On Saturday, the Texas Tribune reported that Abbott held an emergency meeting with lawmakers to discuss the issue, and the Public Utility Commission met on Sunday to sign two orders: one for providers to put a temporary moratorium on disconnections for power or water customers for non-payment and another for companies to stop sending invoices or bill estimates to customers until, in the words of PUC chair DeAnn Walker “we work through issues of how we are going to financially manage the situation we are in.”
Abbott also has given the directive to power companies and lawmakers to winterize the state’s power infrastructure, something that was lacking to keep the various power sources online during the record-low temperatures.
White said he is committed to addressing the causes and implementing the solutions in order to prepare for such extreme weather events in the future, but not promoting agendas. During and after the storm, many public figures and lawmakers voiced opinions on the state’s infrastructure.

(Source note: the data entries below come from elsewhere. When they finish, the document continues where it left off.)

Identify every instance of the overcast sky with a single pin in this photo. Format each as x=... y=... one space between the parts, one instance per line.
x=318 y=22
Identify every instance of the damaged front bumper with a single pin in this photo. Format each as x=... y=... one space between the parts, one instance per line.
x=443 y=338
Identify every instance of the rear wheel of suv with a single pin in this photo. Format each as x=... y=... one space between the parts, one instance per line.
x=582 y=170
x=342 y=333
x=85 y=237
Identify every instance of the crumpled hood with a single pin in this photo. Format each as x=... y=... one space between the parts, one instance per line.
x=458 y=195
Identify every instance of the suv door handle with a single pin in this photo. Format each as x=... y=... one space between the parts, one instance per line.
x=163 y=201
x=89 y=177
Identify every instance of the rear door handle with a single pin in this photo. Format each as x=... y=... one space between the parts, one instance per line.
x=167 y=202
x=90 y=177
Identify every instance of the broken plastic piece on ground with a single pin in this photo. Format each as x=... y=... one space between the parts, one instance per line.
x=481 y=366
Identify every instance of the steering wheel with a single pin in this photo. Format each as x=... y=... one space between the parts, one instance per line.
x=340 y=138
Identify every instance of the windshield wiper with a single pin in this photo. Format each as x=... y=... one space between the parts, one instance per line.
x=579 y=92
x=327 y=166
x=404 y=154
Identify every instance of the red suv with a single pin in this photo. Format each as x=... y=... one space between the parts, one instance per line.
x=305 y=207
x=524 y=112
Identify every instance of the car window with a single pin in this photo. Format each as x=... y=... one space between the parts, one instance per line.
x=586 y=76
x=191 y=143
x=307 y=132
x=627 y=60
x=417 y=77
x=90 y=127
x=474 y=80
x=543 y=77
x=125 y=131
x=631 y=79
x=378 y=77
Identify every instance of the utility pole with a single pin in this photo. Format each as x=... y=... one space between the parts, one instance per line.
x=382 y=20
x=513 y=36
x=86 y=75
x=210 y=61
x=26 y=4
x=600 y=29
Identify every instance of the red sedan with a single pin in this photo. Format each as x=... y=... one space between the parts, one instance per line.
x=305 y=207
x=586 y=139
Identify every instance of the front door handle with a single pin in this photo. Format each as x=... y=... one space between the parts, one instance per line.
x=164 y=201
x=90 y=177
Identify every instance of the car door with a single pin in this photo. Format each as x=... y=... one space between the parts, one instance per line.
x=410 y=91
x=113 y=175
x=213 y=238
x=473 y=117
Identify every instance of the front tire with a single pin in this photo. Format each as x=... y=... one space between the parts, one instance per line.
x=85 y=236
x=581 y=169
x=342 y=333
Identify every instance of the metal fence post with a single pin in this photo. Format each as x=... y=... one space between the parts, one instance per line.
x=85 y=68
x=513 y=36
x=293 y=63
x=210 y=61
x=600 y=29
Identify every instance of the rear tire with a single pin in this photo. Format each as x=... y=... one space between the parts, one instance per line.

Fox News’s commentator Tucker Carlson blamed the predicament on wind turbines, while former congressman Beto O’Rourke said that Abbott chose to ignore facts and science; that state Democrats in the House had been warning of a potential blackout for years.
Part of Abbott’s directive was for the legislature to investigate the Electric Reliability Council of Texas (ERCOT), which manages the flow of electric power to more than 26 million Texans, or about 90% of the state’s electric load.
White said he reached out to ERCOT and spoke with their legal counsel, as well as Bill Magness, the president and CEO of ERCOT. White said that although ERCOT requested two orders to provide a variance to generating entities to provide power generation above licensed levels (one to TCEQ and another to the federal Department of Energy) and neither order restricted, prohibited or eliminated electricity generation during the storm.
White said that ERCOT stated it was up to the owner of the power generation unit to take advantage of the increase variance, and that ERCOT should have a list of the generating units that utilized the TCEQ variance, the DoE variance or those that chose to do nothing.
“I look forward to listening to the committee testimony by ERCOT for consistency,” White said.
White and the rest of the state legislature are expected to hear testimony from ERCOT officials on Thursday in hearings in Austin.